Preloading certificates in memory

1. Output of caddy version: v2.6.2 h1:wKoFIxpmOJLGl3QXoo6PNbYvGW4xLEgo32GPBEjWL8o=

2. How I run Caddy:

a. System environment:

Ubuntu 20.04 x86-64 VM, Systemd. Caddy is installed using the official repo.

b. Command:

systemctl reload caddy

c. Service/unit/compose file:

Default systemd config

d. My complete Caddy config:

{
        storage file_system /caddy
}

littlecraftstore.com {
        reverse_proxy https://lc.cdn-pi.com {
                header_up Host {upstream_hostport}
        }
}

3. The problem I’m having:

I run a Caddy cluster across US, EU, and Asia using s3fs as the shared storage, and around 500 hostnames. S3fs uses a s3 bucket in the us-east region to store certificates, ocsp and acme data. Each server uses Caddyfile configuration with default TLS parameters.

This setup works well, but the TLS negotiation from EU and Asia frequently takes between 0.5 to 1 second for hostnames that have valid certificates. I ran some tests on the s3fs directory and the latency seems to come from it having to contact us-east for the files. Once a hostname has had a few visits, it’s pretty fast until server reload.

4. Error messages and/or full log output:

Accessing Measure TTFB from 35 Locations - SpeedVitals shows very high TLS latency for the initial visit. Subsequent visits from different clients and different browsers in the same region are fast.

5. What I already tried:

I tried manually accessing each hostname using curl to preload certificates in memory, but the results are mixed.

For example:

curl -vik --resolve littlecraftstore.com:443:127.0.0.1 https://littlecraftstore.com

Running this command on each caddy server “warms up” a few hostnames. If I try this for all 500 of them, I start noticing tls negotiation latency again.

Is there a way to instruct Caddy to preload certificates for all hostnames in memory?

Hi Rahul, welcome –

So, a few things. First, S3 doesn’t provide atomic operations, so it is not suitable for clustered certificate storage. You may get lucky most of the time, but sometimes some cert operations will be duplicated / overlap. It’s not the end of the world usually, but something to note is that your TLS/ACME cluster will always be less efficient than it could be.

I noticed your Caddyfile in (d) only has 1 hostname in it and no on-demand TLS. Is that accurate? If so, well, there’d only be one cert, but also, by default, Caddy does pre-load all the certificates into memory when the config is loaded.

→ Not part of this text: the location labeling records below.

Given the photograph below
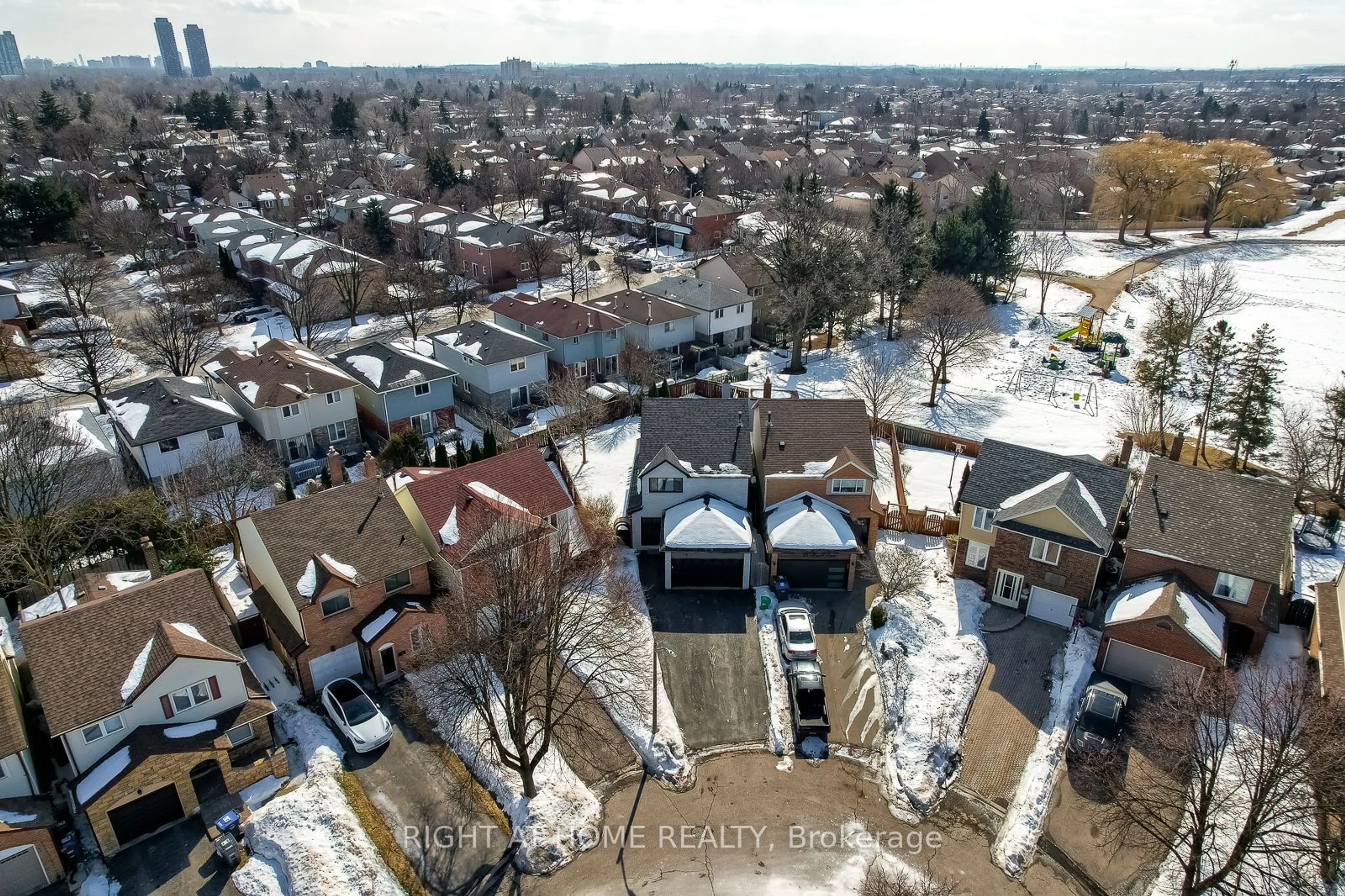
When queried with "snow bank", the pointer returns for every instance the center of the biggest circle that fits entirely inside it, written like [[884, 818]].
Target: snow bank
[[931, 649], [1016, 845], [778, 696], [552, 828]]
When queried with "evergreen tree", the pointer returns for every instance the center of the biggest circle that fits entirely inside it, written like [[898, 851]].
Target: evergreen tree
[[1247, 415], [380, 228]]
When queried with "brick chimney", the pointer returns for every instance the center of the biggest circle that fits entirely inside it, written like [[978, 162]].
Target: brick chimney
[[1126, 447], [334, 466], [151, 558]]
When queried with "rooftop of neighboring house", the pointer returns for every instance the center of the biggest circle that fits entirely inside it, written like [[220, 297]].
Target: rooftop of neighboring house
[[642, 307], [166, 408], [280, 373], [462, 505], [814, 436], [83, 673], [488, 342], [559, 318], [1212, 518], [703, 295], [703, 438], [356, 532], [388, 366], [1019, 482]]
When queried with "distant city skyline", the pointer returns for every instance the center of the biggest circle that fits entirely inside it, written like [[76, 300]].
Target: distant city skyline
[[1078, 34]]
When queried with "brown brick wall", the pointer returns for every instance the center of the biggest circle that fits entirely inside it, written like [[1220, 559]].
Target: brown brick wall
[[259, 758], [338, 630], [1141, 566], [1078, 570], [41, 839]]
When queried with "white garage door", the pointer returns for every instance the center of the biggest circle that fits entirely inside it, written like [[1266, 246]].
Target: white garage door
[[1144, 667], [21, 871], [338, 664], [1051, 606]]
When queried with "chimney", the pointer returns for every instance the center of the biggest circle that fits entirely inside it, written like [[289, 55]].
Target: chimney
[[151, 558], [334, 466], [1126, 447]]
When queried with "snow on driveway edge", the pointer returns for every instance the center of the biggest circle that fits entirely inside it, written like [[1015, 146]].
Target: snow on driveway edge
[[1016, 845]]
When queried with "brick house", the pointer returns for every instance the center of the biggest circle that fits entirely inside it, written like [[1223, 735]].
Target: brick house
[[1036, 526], [456, 512], [342, 582], [815, 456], [158, 722], [1230, 536]]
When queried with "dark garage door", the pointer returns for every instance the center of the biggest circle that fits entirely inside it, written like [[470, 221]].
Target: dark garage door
[[706, 572], [146, 816], [813, 574]]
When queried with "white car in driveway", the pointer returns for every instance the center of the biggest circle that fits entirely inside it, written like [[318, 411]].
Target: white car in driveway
[[357, 716], [794, 630]]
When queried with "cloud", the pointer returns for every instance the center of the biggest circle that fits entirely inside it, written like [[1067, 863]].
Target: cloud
[[277, 7]]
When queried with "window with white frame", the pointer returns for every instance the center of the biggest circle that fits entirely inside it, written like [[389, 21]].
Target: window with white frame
[[100, 730], [193, 696], [1235, 588], [1047, 552]]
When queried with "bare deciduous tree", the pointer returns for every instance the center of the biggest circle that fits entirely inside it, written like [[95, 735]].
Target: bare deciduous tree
[[954, 326]]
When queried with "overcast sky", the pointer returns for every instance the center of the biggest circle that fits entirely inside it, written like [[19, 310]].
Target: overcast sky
[[977, 33]]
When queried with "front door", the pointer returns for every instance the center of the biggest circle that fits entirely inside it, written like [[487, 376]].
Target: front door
[[1008, 588]]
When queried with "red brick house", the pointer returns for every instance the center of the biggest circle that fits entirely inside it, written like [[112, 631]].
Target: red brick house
[[342, 582], [1230, 536]]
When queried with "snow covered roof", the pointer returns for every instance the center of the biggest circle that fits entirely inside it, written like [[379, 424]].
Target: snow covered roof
[[809, 523], [706, 524], [1172, 598]]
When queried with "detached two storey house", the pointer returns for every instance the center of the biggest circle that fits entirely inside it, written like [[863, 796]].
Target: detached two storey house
[[295, 399], [155, 711], [689, 491], [1036, 528]]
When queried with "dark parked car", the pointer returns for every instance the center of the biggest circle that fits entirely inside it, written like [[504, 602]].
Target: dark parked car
[[1101, 710]]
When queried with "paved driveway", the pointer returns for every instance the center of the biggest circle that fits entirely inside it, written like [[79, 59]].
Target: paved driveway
[[179, 862], [411, 787], [1008, 711]]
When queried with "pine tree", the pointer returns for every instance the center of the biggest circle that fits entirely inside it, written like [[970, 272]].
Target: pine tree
[[1212, 364], [1247, 416]]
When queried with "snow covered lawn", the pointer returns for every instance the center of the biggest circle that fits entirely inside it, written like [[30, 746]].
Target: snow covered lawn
[[930, 657], [611, 454], [552, 828], [1016, 845]]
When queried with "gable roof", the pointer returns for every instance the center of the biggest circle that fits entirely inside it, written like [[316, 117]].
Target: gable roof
[[81, 659], [167, 407], [698, 434], [279, 374], [813, 431], [488, 342], [358, 525], [1212, 518], [385, 368]]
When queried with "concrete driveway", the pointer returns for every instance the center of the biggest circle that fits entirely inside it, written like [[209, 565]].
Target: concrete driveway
[[711, 659], [178, 862], [1009, 708], [413, 789]]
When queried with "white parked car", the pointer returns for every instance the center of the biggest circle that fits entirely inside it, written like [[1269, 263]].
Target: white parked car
[[357, 716], [794, 630]]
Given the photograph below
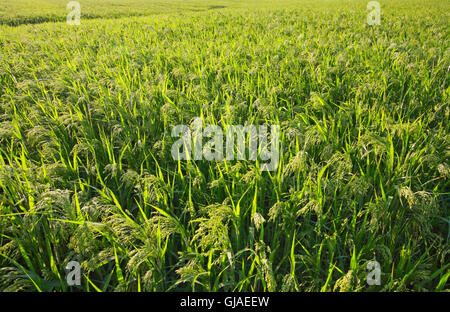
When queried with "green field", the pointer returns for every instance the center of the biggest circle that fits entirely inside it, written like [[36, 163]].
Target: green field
[[87, 175]]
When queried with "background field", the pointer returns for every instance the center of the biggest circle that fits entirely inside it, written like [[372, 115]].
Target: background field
[[86, 172]]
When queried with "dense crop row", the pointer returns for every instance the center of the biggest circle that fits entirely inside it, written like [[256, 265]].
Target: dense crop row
[[86, 171]]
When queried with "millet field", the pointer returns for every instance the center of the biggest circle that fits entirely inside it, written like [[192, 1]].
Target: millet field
[[87, 174]]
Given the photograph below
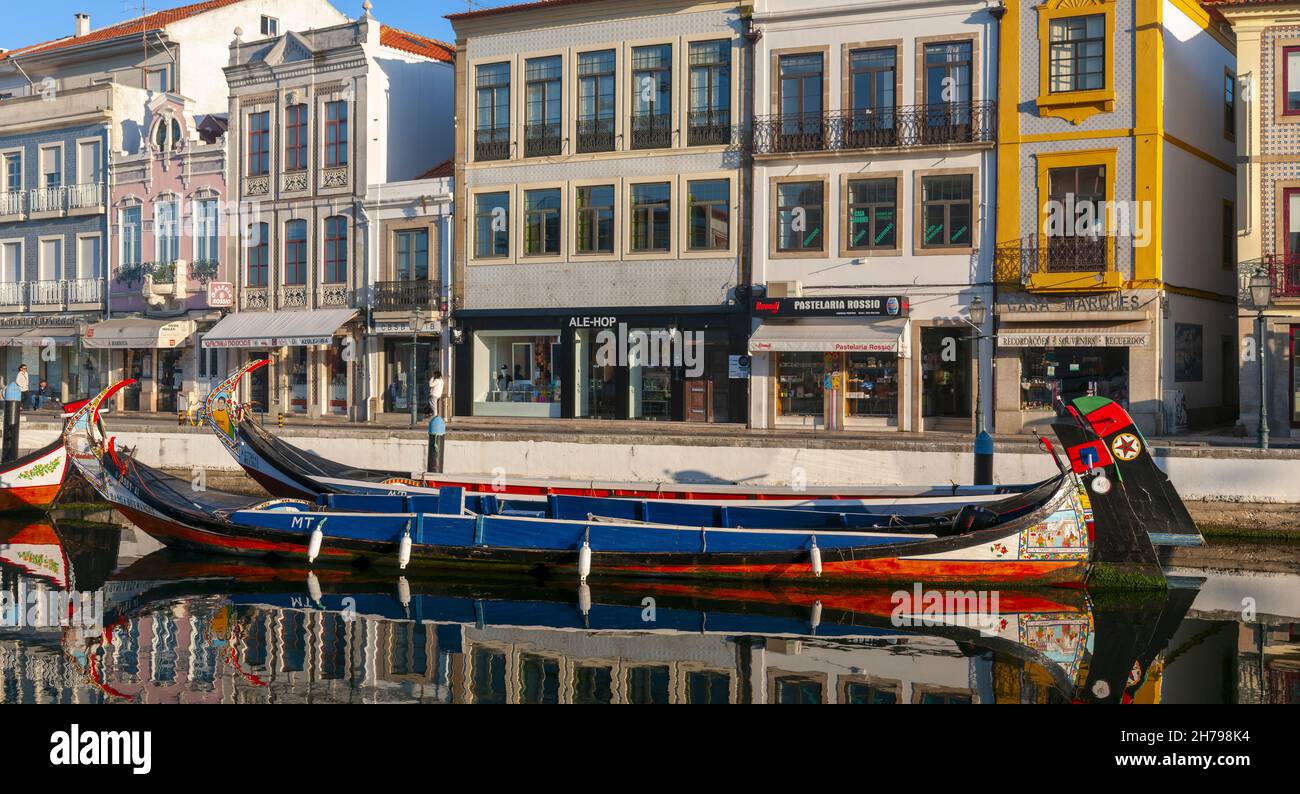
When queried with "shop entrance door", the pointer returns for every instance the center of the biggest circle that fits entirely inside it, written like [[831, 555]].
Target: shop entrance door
[[700, 400], [945, 378]]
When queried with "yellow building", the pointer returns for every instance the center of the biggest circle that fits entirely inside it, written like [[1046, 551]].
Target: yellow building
[[1116, 200]]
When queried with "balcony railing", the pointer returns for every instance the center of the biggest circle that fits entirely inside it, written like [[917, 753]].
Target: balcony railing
[[492, 143], [876, 128], [397, 295], [1018, 261], [594, 135], [56, 199], [51, 294], [1283, 270], [13, 203], [542, 140], [651, 131], [709, 128]]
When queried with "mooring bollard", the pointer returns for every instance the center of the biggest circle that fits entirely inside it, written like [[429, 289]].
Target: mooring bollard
[[437, 435], [983, 459], [12, 417]]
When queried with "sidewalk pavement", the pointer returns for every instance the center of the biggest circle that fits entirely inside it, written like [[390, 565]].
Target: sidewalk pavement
[[628, 430]]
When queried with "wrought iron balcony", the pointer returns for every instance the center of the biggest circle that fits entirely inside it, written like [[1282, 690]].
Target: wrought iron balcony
[[1283, 270], [542, 140], [492, 143], [651, 131], [397, 295], [594, 135], [709, 128], [945, 124], [1017, 261]]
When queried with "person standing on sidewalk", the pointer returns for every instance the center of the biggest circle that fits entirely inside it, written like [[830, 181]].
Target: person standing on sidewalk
[[24, 382], [436, 387]]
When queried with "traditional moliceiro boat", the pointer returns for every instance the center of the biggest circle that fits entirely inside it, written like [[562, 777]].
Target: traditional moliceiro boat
[[1041, 536]]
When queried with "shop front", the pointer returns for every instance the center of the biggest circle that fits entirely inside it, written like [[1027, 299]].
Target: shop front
[[51, 348], [407, 360], [1051, 351], [312, 369], [832, 363], [156, 354], [616, 364]]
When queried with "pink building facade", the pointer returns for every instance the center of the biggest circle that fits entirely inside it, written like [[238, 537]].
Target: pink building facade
[[168, 257]]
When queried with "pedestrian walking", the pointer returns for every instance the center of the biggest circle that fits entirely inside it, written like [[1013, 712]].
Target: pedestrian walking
[[437, 386]]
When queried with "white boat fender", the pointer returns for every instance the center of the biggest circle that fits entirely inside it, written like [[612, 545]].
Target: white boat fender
[[313, 546], [584, 562], [404, 551], [584, 599]]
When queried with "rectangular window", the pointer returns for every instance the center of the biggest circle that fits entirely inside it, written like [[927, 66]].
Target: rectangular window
[[131, 235], [206, 231], [52, 166], [800, 207], [709, 215], [594, 218], [492, 121], [651, 213], [709, 120], [295, 138], [295, 252], [411, 250], [336, 133], [259, 143], [13, 172], [1078, 53], [1230, 105], [336, 250], [492, 225], [167, 230], [542, 78], [596, 102], [1229, 242], [651, 96], [542, 221], [872, 215], [947, 211]]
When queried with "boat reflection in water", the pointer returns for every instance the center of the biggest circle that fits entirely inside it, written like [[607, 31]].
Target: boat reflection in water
[[173, 628]]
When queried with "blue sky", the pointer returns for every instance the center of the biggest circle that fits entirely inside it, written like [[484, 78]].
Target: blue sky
[[55, 17]]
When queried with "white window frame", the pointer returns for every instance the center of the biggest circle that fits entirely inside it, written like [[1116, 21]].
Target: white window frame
[[22, 257], [77, 259], [40, 257], [63, 164]]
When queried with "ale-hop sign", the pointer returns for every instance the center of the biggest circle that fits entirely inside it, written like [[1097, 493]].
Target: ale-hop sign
[[845, 306]]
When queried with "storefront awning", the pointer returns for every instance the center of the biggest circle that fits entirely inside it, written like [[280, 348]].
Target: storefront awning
[[831, 335], [139, 333], [277, 329], [50, 335]]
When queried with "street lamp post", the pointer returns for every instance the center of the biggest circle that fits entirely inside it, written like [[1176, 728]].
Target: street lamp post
[[1261, 293], [983, 441]]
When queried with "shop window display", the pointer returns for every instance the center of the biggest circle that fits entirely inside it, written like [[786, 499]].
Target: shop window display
[[1053, 374], [800, 384], [872, 385]]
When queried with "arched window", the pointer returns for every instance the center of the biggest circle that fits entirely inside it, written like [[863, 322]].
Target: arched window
[[336, 250], [295, 252], [258, 255]]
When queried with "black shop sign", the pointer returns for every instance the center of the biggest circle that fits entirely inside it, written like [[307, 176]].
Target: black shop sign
[[848, 306]]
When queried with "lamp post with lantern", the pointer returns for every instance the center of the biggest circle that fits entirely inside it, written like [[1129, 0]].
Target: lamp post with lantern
[[1261, 294]]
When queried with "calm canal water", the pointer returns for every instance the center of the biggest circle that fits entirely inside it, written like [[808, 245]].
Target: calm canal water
[[92, 614]]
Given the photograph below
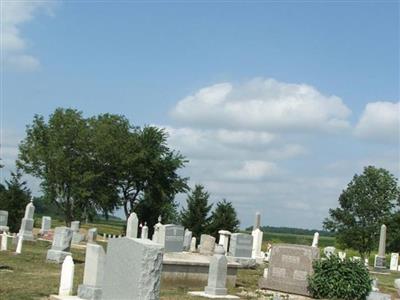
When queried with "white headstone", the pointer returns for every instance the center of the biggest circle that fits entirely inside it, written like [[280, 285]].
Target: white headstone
[[19, 245], [4, 241], [67, 277], [132, 226], [315, 240], [394, 261]]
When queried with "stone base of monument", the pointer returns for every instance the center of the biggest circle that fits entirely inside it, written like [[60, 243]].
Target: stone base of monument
[[89, 292], [205, 295], [191, 269], [56, 256]]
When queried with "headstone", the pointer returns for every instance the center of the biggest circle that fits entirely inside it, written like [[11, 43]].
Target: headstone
[[207, 244], [156, 235], [77, 237], [145, 232], [397, 285], [187, 239], [193, 245], [342, 255], [380, 259], [132, 226], [46, 225], [27, 223], [315, 240], [224, 239], [216, 276], [3, 221], [4, 241], [92, 235], [289, 267], [132, 270], [67, 277], [61, 245], [241, 245], [95, 260], [257, 238], [19, 245], [394, 261], [171, 237], [328, 251]]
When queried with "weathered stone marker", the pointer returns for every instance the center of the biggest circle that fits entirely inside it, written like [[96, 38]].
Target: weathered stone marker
[[95, 260], [132, 270], [380, 259], [3, 221], [207, 244], [289, 267], [257, 239], [67, 277], [61, 245], [187, 240], [132, 226], [27, 223], [216, 276], [241, 245], [46, 225], [171, 237]]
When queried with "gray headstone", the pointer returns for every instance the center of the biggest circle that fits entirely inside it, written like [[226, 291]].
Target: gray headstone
[[95, 260], [133, 269], [27, 223], [75, 226], [241, 245], [3, 220], [171, 237], [217, 273], [92, 235], [207, 244], [132, 226], [289, 266], [61, 245], [380, 259], [46, 225], [187, 240]]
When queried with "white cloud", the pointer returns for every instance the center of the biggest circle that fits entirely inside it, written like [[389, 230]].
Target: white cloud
[[380, 122], [14, 45], [262, 104]]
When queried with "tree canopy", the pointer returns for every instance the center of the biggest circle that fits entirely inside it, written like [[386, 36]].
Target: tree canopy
[[369, 201]]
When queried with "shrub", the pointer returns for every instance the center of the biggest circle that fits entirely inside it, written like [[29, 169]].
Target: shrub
[[337, 279]]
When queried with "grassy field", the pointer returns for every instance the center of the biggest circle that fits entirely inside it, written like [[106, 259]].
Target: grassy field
[[28, 276]]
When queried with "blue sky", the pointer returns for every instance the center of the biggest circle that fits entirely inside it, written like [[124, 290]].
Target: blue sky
[[276, 104]]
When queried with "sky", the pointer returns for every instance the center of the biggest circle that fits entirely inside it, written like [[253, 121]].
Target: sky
[[276, 104]]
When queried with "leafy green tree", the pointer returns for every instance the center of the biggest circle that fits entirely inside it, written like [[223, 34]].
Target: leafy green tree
[[366, 203], [14, 197], [196, 216], [59, 153], [223, 217]]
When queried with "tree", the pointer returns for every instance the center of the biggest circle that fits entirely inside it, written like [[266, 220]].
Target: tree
[[223, 217], [366, 203], [14, 197], [195, 216], [60, 153]]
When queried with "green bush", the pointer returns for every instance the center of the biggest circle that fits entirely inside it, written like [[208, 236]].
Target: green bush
[[337, 279]]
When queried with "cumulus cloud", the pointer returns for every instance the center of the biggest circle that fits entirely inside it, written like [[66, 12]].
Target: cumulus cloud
[[380, 122], [262, 104], [14, 45]]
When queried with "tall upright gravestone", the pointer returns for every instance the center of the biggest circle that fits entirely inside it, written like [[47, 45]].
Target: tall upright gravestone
[[3, 221], [132, 270], [289, 267], [27, 223], [61, 245]]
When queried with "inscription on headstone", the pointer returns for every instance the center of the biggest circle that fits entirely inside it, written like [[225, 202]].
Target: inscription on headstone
[[289, 267]]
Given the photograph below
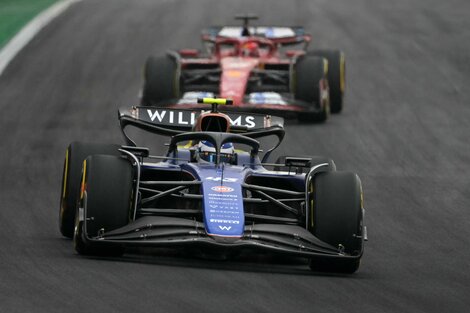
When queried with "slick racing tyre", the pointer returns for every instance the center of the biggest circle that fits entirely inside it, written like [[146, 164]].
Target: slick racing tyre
[[311, 86], [105, 201], [74, 156], [161, 80], [336, 217], [336, 76]]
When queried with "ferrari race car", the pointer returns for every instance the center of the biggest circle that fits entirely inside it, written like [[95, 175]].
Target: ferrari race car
[[211, 191], [263, 69]]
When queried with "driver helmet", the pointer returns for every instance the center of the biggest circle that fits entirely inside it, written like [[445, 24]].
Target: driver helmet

So, I’m not sure what to tell you; it should be pre-loading them by default.

Thanks, Matt. I might switch to Dynamodb for larger deployment. S3fs is used for the initial POC.

I forgot the last line of the Caddyfile.

{
        storage file_system /caddy
}

littlecraftstore.com {
        reverse_proxy https://lc.cdn-pi.com {
                header_up Host {upstream_hostport}
        }
}

import /configs/*

The /configs directory stores each hostname in a separate file. Each hostname has an identical config to littlecraftstore.com.

This initial POC doesn’t use on_demand tls yet. Would on_demand tls certs also be loaded in memory after the certificate is provisioned?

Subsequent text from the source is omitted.